The EU’s path to recovery from the economic effects of Covid-19 has been set back by the pandemic’s second wave and it will take at least two years for the bloc’s economy to return to pre-pandemic levels, Brussels has warned.
The recovery from the EU’s deepest downturn in history will be slower than previously expected, according to new forecasts published by the European Commission on Thursday, as the resurgence in the virus has forced most member states to impose fresh restrictions on activity in recent weeks.
The commission expects a contraction of 7.4 per cent in the EU economy this year, unchanged from its previous forecast, but it downgraded its expectation for the recovery in 2021 by 2 percentage points from the 6.1 per cent expansion it forecast in May, to 4.1 per cent.
Paolo Gentiloni, EU economy commissioner, said the economy’s “very strong rebound” this summer had been “interrupted” by the resurgence of the virus as many businesses across Europe were forced to shutter again.
“Growth will return in 2021 but it will be two years until the European economy comes close to regaining its pre-pandemic level,” said Mr Gentiloni. “Growth will stall in the fourth quarter and pick up in the first part of 2021.”

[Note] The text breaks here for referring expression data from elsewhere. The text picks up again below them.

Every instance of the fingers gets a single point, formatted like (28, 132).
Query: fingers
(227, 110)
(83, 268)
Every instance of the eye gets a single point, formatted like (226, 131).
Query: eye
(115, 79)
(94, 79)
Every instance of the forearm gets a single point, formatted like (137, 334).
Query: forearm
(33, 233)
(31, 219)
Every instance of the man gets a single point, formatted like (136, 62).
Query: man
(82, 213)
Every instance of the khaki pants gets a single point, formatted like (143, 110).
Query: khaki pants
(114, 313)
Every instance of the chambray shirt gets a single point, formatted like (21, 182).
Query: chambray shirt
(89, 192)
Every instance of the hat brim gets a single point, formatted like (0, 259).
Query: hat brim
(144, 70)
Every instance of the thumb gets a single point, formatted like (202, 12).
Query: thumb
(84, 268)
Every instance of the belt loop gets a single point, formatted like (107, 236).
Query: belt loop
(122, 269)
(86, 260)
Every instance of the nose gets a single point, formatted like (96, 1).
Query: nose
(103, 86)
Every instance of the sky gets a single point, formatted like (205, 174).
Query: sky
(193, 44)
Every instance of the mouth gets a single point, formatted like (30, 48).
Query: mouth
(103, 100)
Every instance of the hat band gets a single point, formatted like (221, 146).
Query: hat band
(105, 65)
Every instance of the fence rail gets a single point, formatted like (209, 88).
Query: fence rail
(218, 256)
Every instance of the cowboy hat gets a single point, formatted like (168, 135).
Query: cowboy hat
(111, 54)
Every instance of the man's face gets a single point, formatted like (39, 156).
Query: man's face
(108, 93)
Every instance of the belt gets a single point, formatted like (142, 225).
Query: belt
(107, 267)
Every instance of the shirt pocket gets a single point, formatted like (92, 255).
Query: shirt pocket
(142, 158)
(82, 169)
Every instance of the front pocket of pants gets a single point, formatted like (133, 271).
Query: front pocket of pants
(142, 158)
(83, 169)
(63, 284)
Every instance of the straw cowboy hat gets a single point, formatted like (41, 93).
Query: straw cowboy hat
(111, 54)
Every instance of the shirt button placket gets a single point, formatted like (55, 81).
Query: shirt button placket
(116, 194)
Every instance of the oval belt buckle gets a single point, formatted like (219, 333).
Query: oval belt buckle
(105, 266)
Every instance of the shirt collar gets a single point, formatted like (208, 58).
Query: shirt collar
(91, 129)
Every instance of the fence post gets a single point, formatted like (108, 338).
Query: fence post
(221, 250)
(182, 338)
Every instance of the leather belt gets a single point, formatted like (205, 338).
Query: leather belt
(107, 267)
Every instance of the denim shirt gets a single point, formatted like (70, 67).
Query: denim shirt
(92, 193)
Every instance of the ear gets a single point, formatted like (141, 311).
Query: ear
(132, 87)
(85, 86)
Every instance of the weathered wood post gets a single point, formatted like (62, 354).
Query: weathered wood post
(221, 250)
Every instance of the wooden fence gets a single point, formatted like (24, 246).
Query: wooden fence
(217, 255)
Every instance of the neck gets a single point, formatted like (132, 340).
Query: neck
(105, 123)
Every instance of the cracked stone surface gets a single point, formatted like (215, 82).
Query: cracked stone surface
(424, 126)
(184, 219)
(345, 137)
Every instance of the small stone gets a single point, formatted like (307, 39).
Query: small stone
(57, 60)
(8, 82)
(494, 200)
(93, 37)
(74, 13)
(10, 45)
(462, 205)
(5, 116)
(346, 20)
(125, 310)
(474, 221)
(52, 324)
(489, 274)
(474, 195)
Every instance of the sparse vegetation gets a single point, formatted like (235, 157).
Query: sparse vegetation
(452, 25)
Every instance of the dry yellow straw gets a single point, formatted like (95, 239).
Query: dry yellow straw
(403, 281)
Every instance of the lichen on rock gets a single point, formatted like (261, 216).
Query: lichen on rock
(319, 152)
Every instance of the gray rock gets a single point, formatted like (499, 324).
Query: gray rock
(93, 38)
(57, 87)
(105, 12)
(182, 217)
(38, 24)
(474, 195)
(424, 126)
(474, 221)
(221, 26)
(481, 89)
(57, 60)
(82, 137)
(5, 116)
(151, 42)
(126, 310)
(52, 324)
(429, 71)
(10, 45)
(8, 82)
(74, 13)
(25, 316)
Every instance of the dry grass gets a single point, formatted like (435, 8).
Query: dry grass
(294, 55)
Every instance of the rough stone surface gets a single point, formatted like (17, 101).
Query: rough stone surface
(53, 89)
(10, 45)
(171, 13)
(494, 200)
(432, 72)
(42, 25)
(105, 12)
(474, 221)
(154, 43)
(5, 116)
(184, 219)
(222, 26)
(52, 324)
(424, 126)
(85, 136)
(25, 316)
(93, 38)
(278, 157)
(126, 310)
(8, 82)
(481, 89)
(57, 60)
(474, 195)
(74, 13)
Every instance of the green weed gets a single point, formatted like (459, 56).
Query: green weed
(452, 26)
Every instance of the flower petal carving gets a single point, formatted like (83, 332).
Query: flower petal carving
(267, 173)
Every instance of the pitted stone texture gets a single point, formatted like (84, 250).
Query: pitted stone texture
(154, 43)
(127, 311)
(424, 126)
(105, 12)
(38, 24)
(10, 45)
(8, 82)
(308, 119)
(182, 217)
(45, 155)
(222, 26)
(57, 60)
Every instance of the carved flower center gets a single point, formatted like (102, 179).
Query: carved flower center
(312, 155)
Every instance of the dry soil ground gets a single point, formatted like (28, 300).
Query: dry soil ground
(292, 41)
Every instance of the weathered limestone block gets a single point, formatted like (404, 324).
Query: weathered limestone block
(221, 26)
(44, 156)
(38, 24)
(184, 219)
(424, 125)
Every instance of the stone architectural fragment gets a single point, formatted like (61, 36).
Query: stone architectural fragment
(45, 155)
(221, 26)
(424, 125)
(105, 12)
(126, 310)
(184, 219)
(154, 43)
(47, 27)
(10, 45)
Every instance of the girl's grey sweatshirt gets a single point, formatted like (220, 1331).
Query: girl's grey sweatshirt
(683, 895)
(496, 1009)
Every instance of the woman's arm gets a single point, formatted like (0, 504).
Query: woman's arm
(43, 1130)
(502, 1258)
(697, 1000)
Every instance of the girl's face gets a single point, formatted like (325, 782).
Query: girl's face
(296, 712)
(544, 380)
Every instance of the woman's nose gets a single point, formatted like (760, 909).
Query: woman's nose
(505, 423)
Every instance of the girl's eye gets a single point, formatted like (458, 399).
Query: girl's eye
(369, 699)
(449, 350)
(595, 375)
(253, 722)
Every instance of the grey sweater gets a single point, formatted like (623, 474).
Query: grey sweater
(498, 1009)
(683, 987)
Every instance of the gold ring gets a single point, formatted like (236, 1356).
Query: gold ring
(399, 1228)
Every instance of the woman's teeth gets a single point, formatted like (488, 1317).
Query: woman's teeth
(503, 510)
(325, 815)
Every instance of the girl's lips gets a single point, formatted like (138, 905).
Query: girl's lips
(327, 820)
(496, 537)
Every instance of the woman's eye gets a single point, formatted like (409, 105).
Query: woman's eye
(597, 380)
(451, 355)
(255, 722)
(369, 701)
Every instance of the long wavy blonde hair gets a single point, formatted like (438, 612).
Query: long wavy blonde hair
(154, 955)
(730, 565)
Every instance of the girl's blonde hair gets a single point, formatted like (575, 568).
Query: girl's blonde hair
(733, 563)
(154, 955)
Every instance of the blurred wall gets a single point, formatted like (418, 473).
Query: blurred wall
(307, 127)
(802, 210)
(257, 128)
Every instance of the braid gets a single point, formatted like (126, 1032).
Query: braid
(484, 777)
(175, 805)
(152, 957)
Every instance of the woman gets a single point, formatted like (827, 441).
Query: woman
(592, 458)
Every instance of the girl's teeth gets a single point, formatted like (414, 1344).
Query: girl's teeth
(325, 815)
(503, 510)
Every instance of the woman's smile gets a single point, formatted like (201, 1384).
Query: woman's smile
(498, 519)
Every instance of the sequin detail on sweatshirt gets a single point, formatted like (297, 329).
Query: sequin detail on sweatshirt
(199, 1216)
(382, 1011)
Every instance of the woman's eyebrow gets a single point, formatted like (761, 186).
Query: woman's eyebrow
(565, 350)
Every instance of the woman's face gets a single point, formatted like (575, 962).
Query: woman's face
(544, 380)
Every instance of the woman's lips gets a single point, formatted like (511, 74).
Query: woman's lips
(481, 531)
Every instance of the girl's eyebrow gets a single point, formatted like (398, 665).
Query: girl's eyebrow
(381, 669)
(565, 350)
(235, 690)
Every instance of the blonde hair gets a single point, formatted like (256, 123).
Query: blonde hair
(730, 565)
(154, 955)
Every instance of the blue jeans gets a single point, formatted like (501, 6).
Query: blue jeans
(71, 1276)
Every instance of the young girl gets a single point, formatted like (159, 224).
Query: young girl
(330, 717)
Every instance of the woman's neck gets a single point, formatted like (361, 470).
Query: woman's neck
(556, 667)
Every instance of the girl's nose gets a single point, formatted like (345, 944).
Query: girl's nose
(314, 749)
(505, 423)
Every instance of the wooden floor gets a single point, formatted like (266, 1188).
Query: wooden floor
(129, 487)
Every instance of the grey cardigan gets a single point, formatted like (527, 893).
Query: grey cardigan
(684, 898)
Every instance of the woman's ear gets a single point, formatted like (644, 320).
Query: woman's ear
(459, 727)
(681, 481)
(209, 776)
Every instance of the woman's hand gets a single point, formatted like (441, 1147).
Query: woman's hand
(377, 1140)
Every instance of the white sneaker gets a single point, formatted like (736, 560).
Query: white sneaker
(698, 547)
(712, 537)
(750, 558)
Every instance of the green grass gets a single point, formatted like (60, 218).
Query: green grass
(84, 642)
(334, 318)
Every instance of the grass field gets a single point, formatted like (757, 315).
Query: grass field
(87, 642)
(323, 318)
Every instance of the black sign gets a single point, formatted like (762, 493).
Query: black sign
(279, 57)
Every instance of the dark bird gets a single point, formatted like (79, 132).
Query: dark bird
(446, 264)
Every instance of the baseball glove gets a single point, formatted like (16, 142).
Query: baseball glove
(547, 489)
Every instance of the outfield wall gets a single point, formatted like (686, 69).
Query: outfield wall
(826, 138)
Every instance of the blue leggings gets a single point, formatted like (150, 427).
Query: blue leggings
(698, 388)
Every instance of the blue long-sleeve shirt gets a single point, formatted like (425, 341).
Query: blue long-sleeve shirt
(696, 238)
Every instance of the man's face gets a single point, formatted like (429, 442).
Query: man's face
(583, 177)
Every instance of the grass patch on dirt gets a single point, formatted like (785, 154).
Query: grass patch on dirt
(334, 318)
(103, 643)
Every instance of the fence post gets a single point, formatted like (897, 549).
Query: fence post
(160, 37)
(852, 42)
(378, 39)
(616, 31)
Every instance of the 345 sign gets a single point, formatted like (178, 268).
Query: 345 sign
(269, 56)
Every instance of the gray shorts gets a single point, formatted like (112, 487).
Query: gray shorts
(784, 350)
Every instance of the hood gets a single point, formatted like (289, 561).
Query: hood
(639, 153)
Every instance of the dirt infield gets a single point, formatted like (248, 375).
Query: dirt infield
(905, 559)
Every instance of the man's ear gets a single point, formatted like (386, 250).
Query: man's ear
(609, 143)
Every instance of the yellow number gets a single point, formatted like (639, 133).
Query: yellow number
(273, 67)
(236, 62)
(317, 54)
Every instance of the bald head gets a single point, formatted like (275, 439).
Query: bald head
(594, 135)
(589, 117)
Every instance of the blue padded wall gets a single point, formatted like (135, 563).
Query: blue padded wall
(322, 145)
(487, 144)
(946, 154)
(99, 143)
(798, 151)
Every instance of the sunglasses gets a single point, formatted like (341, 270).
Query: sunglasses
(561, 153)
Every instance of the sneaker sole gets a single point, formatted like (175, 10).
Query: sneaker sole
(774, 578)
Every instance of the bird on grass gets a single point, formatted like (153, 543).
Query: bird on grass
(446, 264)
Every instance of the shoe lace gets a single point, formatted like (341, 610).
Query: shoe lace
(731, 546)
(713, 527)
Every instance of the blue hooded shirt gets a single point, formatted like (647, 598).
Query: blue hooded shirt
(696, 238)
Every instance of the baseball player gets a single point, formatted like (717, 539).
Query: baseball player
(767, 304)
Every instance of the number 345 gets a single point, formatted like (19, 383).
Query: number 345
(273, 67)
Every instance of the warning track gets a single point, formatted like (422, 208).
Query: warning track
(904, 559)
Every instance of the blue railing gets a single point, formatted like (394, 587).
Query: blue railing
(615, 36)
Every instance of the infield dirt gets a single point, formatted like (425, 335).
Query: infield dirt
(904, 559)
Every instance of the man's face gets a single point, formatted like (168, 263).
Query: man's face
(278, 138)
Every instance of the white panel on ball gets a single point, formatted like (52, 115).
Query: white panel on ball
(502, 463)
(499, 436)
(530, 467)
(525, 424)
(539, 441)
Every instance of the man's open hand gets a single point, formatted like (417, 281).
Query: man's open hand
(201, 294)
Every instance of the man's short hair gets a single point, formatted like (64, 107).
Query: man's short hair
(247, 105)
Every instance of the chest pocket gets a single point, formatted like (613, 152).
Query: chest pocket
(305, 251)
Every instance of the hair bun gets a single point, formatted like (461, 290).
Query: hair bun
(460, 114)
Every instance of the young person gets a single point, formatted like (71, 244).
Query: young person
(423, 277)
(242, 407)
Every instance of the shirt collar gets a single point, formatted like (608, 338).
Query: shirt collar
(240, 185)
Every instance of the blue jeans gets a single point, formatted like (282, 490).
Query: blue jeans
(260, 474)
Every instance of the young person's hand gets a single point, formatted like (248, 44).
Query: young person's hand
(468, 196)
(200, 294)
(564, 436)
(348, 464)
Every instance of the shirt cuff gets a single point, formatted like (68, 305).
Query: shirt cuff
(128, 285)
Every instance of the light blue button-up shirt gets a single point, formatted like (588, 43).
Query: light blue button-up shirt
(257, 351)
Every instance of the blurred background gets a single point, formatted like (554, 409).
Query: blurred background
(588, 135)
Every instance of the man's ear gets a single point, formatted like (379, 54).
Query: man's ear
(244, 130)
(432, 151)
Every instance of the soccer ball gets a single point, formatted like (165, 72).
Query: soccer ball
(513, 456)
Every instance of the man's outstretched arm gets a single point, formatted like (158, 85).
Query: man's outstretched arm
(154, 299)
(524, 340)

The forecasts came as separate data showed that eurozone retail sales fell 2 per cent in September compared with the previous month, the biggest drop since much of the region was under lockdown in April.
The steeper than expected drop came before the new lockdowns were imposed, suggesting the bloc’s economy was already losing steam before the fresh economic hit.
The biggest falls were in textiles, clothing and footwear and mail order and internet sales, both of which were down more than 5 per cent. The countries with the biggest declines were Belgium, France and Germany.
Meanwhile German industrial orders grew 0.5 per cent in September, a smaller increase than most economists had expected but a sign of the resilience of Europe’s manufacturing sector in comparison with the larger services sector, which has been worse hit by the pandemic’s effects.
Spain is set to suffer the worst downturn of any member state this year, the commission expects, with output crashing 12.4 per cent. Italy will suffer a 9.9 per cent contraction, and Croatia will also be badly hit at 9.6 per cent. France is expected to suffer a 9.4 per cent fall in output, with Germany at 5.6 per cent and Ireland experiencing the least severe downturn in the EU at 2.3 per cent.
Brussels’ forecast is based on the assumption that some degree of containment measures will remain in place until 2022, Mr Gentiloni said.
The commission warned that its projection was subject to “exceptionally large” risks because of the development of the global health crisis. A worsening of the pandemic could lead “to a more severe and longer lasting impact on the economy”, it said.
“There is also a risk that the scars left by the pandemic on the economy — such as bankruptcies, long-term unemployment and supply disruptions — could be deeper and farther reaching,” said the forecast.
Mr Gentiloni urged EU countries to maintain exceptional levels of fiscal support, even though this will significantly increase government debt levels. Italy will reach a public debt-to-GDP ratio of 159 per cent in the next two years, the commission forecasts; on average the eurozone will top 100 per cent until at least 2022.
The EU is still negotiating a final deal on its €750bn recovery fund which is not expected to start disbursing money to stricken economies until later this year. Mr Gentiloni said the forecast did not include the fiscal impact of the fund, which is made up of grants and loans.
The commission expects that once it is up and running, the fund’s stimulus effect could increase EU GDP by up to 2 per cent in the years when it is active.